If you own a sewing machine and have the time, skill, and access to elastic and fabric, you can sew your own mask. And that’s where some Fountain Hill ES teachers and friends decided to step in to help families in need.
The idea came up during a first-grade team meeting, teacher Lydia Stachina explains.
“We were discussing the importance of masks, and that not everyone has access to one,” she said.
Stachina, her mother Lisa, and neighborhood friend Pamela Gauthier had been making and selling masks to raise money for the district’s Backpack Pals food assistance program. First-grade teacher Christine Taylor had been sewing them as part of a project at St. Peter’s Lutheran Church near Pen Argyl. Fifth-grade teacher Todd Maurer’s wife Aleshea had also been making masks for friends and family on her own.

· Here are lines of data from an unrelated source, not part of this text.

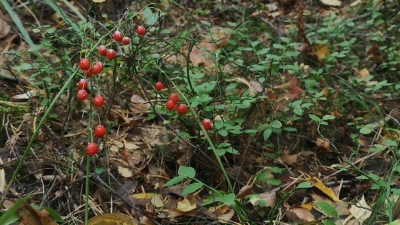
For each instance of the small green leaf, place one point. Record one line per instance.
(315, 118)
(186, 171)
(228, 199)
(174, 180)
(365, 130)
(328, 117)
(327, 209)
(223, 133)
(267, 133)
(191, 188)
(276, 124)
(304, 185)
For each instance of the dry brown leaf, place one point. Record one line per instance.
(331, 2)
(145, 198)
(111, 219)
(299, 215)
(361, 210)
(187, 204)
(290, 159)
(318, 184)
(125, 172)
(30, 216)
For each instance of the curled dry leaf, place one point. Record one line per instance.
(111, 219)
(125, 172)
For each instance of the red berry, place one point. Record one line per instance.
(82, 94)
(174, 97)
(159, 86)
(170, 105)
(87, 73)
(102, 50)
(84, 64)
(207, 124)
(97, 68)
(140, 30)
(181, 109)
(110, 54)
(117, 36)
(99, 131)
(98, 101)
(126, 41)
(92, 149)
(82, 84)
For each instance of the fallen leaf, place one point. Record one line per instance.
(111, 219)
(125, 172)
(361, 210)
(331, 2)
(299, 215)
(318, 184)
(145, 198)
(31, 216)
(187, 204)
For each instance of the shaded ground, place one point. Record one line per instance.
(342, 71)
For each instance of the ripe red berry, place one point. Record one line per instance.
(82, 94)
(97, 68)
(117, 36)
(98, 101)
(140, 30)
(99, 131)
(110, 54)
(84, 64)
(82, 84)
(87, 73)
(92, 149)
(174, 97)
(102, 50)
(159, 86)
(181, 109)
(207, 124)
(170, 105)
(126, 41)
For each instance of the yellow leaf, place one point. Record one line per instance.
(111, 219)
(144, 198)
(321, 50)
(318, 184)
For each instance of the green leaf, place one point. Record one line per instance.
(174, 180)
(365, 130)
(328, 117)
(228, 199)
(191, 188)
(315, 118)
(304, 185)
(186, 171)
(147, 13)
(10, 216)
(327, 209)
(267, 133)
(223, 133)
(276, 124)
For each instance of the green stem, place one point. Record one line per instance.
(35, 133)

Coordinated by dean of students Garrett Podhyski, and with significant sewing assistance and donations from the Social Ministries Team at St. Peter’s, these five women sewed hundreds of masks for distribution to families during one of BASD’s “grab-and-go” lunch pickup sessions. The team also donated masks to the Fountain Hill Police Department.
Masks sewn by Aleshea Maurer are ready for distribution to families in need. Maurer is the wife of Fountain Hill ES fifth-grade teacher Todd Maurer.